Foto de 11 de julho de 1939: David Furlan, Waldemar Arana, Homero Scudeller, Eugênio Nardin e Aurelio Brossi juntos ao Frei Paulo de Sorocaba
Opiniões – Eugênio Nardin, ouvido por mim então com 88 anos,
artista plástico, foi um dos pupilos de Frei Paulo. “Frei Paulo era uma pessoa
que tinha liberdade para tudo e não se enroscava com papas na língua, era uma
pessoa sincera e falava o que pensava”, lembra.
Foi bondoso por dar aulas
gratuitas a adolescentes, sendo o primeiro professor de desenho no século
passado na cidade. Nardin lembra que Frei Paulo “conhecia bem a perspectiva,
estudava com a preocupação de ensinar as formas claras; tinha até uma técnica
de cavalete para ensinar linhas de desenho e perspectivas, oferecendo ângulo
visual para as pessoas conforme sua perspectiva visual”. Foi um ser humano
ímpar, sem se abalar com as tristezas que a vida lhe apresentou como a morte do
irmão, ocorrida na Santa Casa de Sorocaba quando reparava um afresco.

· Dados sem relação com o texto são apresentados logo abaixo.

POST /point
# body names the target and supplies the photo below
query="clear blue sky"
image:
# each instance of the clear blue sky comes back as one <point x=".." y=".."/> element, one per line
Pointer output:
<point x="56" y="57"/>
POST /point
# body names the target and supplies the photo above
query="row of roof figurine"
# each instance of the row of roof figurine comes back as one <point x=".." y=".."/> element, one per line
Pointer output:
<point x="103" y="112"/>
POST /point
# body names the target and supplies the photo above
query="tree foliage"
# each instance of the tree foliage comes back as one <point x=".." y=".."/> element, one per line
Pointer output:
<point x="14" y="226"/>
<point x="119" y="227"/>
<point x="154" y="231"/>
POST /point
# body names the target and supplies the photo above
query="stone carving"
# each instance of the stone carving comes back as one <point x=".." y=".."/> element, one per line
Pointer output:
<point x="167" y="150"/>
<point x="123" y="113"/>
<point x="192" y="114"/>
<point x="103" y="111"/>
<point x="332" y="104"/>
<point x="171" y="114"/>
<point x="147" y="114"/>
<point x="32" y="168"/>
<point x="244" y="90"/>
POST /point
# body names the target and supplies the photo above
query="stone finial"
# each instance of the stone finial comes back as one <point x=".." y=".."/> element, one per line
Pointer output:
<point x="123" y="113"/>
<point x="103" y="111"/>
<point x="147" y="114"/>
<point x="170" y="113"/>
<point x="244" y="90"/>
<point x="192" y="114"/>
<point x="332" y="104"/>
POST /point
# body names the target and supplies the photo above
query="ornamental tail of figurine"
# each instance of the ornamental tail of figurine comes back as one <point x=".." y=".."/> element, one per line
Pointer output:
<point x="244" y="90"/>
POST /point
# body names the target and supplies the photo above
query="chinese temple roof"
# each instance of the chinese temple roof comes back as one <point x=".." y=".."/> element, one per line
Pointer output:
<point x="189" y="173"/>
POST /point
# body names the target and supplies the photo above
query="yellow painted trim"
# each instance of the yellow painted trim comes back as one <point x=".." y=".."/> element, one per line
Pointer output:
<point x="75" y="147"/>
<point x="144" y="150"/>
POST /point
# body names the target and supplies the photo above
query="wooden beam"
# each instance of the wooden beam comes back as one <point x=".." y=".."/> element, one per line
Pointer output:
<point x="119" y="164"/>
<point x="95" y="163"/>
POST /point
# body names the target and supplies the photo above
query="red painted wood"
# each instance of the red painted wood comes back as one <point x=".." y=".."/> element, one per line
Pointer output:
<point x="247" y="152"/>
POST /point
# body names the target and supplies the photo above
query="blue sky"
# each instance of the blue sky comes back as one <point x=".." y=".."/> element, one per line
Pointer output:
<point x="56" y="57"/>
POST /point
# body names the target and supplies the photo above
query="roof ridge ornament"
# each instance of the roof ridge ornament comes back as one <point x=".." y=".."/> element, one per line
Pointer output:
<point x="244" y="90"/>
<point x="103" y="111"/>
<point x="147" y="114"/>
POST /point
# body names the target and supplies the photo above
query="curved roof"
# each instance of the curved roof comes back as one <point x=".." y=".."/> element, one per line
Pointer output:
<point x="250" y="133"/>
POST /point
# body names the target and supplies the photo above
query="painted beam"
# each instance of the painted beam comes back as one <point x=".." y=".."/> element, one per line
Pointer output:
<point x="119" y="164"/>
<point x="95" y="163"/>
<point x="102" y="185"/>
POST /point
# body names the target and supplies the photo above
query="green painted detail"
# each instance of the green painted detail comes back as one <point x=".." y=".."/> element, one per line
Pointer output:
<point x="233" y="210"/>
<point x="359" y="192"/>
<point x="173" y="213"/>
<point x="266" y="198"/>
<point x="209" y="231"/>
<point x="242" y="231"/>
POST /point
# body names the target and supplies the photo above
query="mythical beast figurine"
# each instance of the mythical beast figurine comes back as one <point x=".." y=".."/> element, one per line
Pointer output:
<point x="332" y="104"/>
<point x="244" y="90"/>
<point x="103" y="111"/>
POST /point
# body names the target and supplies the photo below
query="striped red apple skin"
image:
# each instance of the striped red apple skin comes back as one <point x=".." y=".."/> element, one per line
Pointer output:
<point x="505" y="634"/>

O primeiro aluno do Frei foi
Angelino Stella por volta de 1920. Nardin foi um dos seus cinco primeiros
alunos.
Para o artista plástico Eduardo
Borges de Araújo, Frei Paulo de Sorocaba foi o precursor do ensino da pintura e
desenho artístico em Piracicaba, depois de Miguel e Joaquim Dutra. “Ensinou e
orientou uma vasta geração em Piracicaba, tendo cerca de 25 jovens que tiveram
sua influência na pintura e se tornaram destaque na arte local”, diz.
Agora, uma questão que não
consegue calar. Um homem santo, por que teria inclinação artística para a
música e para a pintura ? Borges argumenta que “dom é isso, pois, no caso da
pintura, ela não escolhe a personalidade da pessoa e sim forma a pessoa; para
ser um treinador de futebol ou um ator o profissional tem que possuir
inclinação, estudar e aprimorar seu dom”.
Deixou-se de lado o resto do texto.